Here's an example of what I've got so far

class FooController {
    foo(req: express.Request, res: express.Response) {
        res.send(JSON.stringify({ loc: 'FooController::foo 2 here '+req.params.fooId }));
    }
    bar(req: express.Request, res: express.Response) {
        res.send(JSON.stringify({ loc: 'FooController::bar here' }));
    }
}
FooController.prototype.foo['route'] = '/foo/:fooId';
FooController.prototype.foo['verb'] = 'get';
FooController.prototype.bar['route'] = '/bar';
FooController.prototype.bar['verb'] = 'post';

where a different function will consume FooController and interrogate the method attributes to set up a routing table before any of the FooController methods are invoked.

I don't like the distance between my method definitions and my property definitions, especially as my methods get larger and supporting functions sit in between the two.

Is there anything better I can do here? If there are different language features I should be using to express this other than properties, I'm open to that. I'm especially interested if the solution retains type safety.

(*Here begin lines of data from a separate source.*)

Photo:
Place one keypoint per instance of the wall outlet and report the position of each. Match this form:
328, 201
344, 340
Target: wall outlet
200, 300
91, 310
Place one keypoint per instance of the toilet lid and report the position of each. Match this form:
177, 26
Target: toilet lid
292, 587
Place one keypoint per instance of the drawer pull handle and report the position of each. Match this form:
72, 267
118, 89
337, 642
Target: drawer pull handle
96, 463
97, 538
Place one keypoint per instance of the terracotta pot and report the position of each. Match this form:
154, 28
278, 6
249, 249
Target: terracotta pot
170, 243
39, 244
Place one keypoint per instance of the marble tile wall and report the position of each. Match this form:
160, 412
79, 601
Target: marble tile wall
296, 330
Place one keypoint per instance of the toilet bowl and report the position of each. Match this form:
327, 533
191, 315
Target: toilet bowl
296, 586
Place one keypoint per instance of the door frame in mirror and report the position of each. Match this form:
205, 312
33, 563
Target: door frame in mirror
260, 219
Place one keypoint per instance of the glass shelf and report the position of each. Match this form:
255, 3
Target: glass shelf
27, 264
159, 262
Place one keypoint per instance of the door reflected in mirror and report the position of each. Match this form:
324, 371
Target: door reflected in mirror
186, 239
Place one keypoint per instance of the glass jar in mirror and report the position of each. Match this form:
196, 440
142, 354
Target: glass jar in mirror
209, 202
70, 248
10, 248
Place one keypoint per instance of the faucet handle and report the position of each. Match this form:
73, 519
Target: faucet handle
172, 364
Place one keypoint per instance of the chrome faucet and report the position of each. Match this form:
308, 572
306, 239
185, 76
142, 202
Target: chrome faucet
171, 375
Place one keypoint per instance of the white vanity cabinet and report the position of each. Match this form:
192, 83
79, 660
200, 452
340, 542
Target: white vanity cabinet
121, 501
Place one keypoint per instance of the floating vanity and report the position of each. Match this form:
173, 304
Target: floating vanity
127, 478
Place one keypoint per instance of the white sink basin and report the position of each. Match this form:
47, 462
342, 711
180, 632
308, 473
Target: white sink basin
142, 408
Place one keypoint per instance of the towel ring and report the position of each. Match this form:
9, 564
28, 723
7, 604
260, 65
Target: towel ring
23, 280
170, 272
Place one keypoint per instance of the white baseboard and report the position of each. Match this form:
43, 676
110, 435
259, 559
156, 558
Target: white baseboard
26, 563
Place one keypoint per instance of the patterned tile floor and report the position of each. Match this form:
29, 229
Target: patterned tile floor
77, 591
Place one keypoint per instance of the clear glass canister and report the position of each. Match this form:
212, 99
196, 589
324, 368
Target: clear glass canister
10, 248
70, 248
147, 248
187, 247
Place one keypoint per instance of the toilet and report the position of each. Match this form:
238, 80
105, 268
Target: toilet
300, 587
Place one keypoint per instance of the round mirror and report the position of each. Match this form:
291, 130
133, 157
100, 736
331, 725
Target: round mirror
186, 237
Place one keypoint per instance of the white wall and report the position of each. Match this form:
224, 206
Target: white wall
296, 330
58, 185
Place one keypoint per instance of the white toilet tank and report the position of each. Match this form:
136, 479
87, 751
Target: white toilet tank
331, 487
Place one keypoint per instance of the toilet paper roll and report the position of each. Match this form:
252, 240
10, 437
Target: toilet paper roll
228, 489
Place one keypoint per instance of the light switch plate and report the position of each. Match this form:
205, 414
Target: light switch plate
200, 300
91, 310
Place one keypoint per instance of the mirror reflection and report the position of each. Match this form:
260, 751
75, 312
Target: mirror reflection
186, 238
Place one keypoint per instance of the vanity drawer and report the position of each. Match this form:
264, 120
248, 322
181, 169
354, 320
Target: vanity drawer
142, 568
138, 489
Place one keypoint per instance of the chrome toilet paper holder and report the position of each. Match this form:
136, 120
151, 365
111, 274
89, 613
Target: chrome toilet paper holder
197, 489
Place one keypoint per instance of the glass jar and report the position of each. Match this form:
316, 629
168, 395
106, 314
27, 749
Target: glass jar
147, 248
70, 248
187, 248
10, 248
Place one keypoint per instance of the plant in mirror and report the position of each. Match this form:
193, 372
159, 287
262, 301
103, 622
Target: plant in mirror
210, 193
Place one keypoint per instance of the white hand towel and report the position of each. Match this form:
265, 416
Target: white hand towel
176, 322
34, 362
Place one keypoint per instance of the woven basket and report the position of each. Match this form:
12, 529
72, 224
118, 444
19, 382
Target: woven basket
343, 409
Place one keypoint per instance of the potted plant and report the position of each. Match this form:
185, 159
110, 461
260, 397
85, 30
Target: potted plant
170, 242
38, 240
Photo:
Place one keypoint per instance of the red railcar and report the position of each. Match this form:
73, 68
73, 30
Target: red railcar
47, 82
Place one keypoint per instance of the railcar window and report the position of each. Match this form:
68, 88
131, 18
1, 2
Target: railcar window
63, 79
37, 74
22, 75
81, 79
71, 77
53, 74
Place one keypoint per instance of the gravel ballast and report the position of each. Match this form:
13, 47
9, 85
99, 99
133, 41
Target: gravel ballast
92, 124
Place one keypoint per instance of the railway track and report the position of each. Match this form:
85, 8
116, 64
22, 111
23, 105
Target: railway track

I did review build a function object with properties in typescript but I don't think the solutions in there are a good match because of the late binding and object method requirements.

I'm using typescript compiler version 1.0.3 with Visual Studio 2013 Update 3.

2 Answers 2

4

This is an ideal candidate for TypeScript Decorators : https://github.com/Microsoft/TypeScript/issues/2249. Your code refactored:

class FooController {
    @route(/*put your config here*/)
    foo(req: express.Request, res: express.Response) {
        res.send(JSON.stringify({ loc: 'FooController::foo 2 here '+req.params.fooId }));
    }
    @route(/*put your config here*/)
    bar(req: express.Request, res: express.Response) {
        res.send(JSON.stringify({ loc: 'FooController::bar here' }));
    }
}

Note that you will need TypeScript 1.5 which should be released very shortly.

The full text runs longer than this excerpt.